The place is probably still there—the last time I checked it was —but in these digital days, even as a newspaper man myself, I've felt its lure diminish.
But when I first stepped inside Easthampton's TrüBeer I was reminded of that newsstand's polyglot approach and attention to detail. Suddenly my winter didn't look so bleak or my dining options so meager.
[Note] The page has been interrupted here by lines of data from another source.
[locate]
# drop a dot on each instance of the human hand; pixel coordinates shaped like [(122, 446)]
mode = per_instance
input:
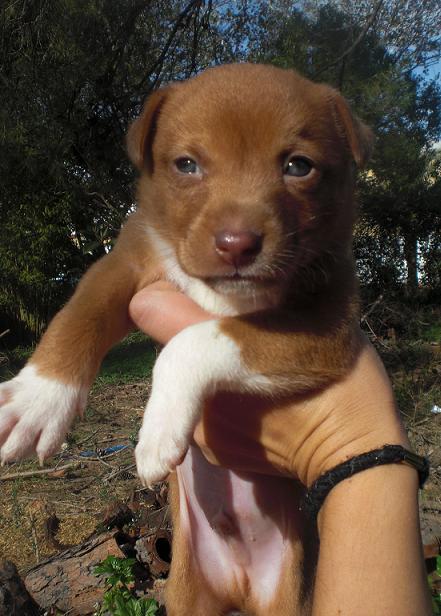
[(302, 436)]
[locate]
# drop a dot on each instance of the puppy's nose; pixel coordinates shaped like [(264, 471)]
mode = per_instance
[(238, 248)]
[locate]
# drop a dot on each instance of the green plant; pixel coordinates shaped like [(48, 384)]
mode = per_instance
[(118, 599)]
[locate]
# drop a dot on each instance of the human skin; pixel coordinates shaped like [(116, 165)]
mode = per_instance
[(370, 559)]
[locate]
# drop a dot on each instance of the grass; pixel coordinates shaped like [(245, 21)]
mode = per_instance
[(130, 360)]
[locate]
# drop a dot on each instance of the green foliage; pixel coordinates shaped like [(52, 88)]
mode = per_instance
[(118, 600), (130, 360), (74, 73)]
The goal of owner Sam Braudis and partner Tyson Holub is simple: assemble a store with as many high-quality, interesting beers from U.S. brewers as they can. It's possible to leave TrüBeer with only one variety of beer, but it's unlikely that you will. The shop clerks have a few cold six packs in their coolers—Smuttynose India Pale Ale (IPA), Narragansett lagers, and a couple of High & Mighty varieties are regularly stocked—but most of their inventory is arrayed on the shelves in single bottles. They recommend you fill an empty six pack with your own selection. They're willing and able to offer suggestions, but you'll want to browse on your own, too.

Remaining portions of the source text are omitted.